I hear the moaning of the mournful pines;
I hear the hollow voices of the dead.
O let me dream the dreams of long ago
And dreaming pass into the dreamless sleep--
Beyond the voices of the autumn winds,
Beyond the patter of the dreary rain,
Beyond compassion and all vain regret
Beyond all waking and all weariness:
O let me dream the dreams of long ago.
THE PIONEER
[MINNESOTA--1860-1875]
When Mollie and I were married from the dear old cottage-home,
In the vale between the hills of fir and pine,
I parted with a sigh in a stranger-land to roam,
And to seek a western home for me and mine.
By a grove-encircled lake in the wild and prairied West,
As the sun was sinking down one summer day,
I laid my knapsack down and my weary limbs to rest,
And resolved to build a cottage-home and stay.
I staked and marked my "corners," and I "filed" upon my claim,
And I built a cottage-home of "logs and shakes;"
And then I wrote a letter, and Mollie and baby came
Out to bless me and to bake my johnny-cakes.
When Mollie saw my "cottage" and the way that I had "bached",
She smiled, but I could see that she was "blue;"
Then she found my "Sunday-clothes" all soiled and torn and patched,
And she hid her face and shed a tear or two.
But she went to work in earnest and the cabin fairly shone,
And her dinners were so savory and so nice
That I felt it was "not good that the man should be alone"--
Even in this lovely land of Paradise.
Well, the neighbors they were few and were many miles apart,
And you couldn't hear the locomotive scream;
But I was young and hardy, and my Mollie gave me heart,
And my "steers" they made a fast and fancy team.

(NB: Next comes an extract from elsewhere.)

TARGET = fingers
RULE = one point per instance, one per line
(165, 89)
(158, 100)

And the way I broke the sod was a marvel, you can bet,
For I fed my "steers" before the dawn of day;
And when the sun went under I was plowing prairie yet,
Till my Mollie blew the old tin horn for tea.
And the lazy, lousy "Injuns" came a-loafing round the lake,
And a-begging for a bone or bit of bread;
And the sneaking thieves would steal whatever they could take--
From the very house where they were kindly fed.
O the eastern preachers preach, and the long-haired poets sing
Of the "noble braves" and "dusky maidens fair;"
But if they had pioneered 'twould have been another thing
When the "Injuns" got a-hankering for their "hair."
Often when we lay in bed in the middle of the night,
How the prairie-wolves would howl their jubilee!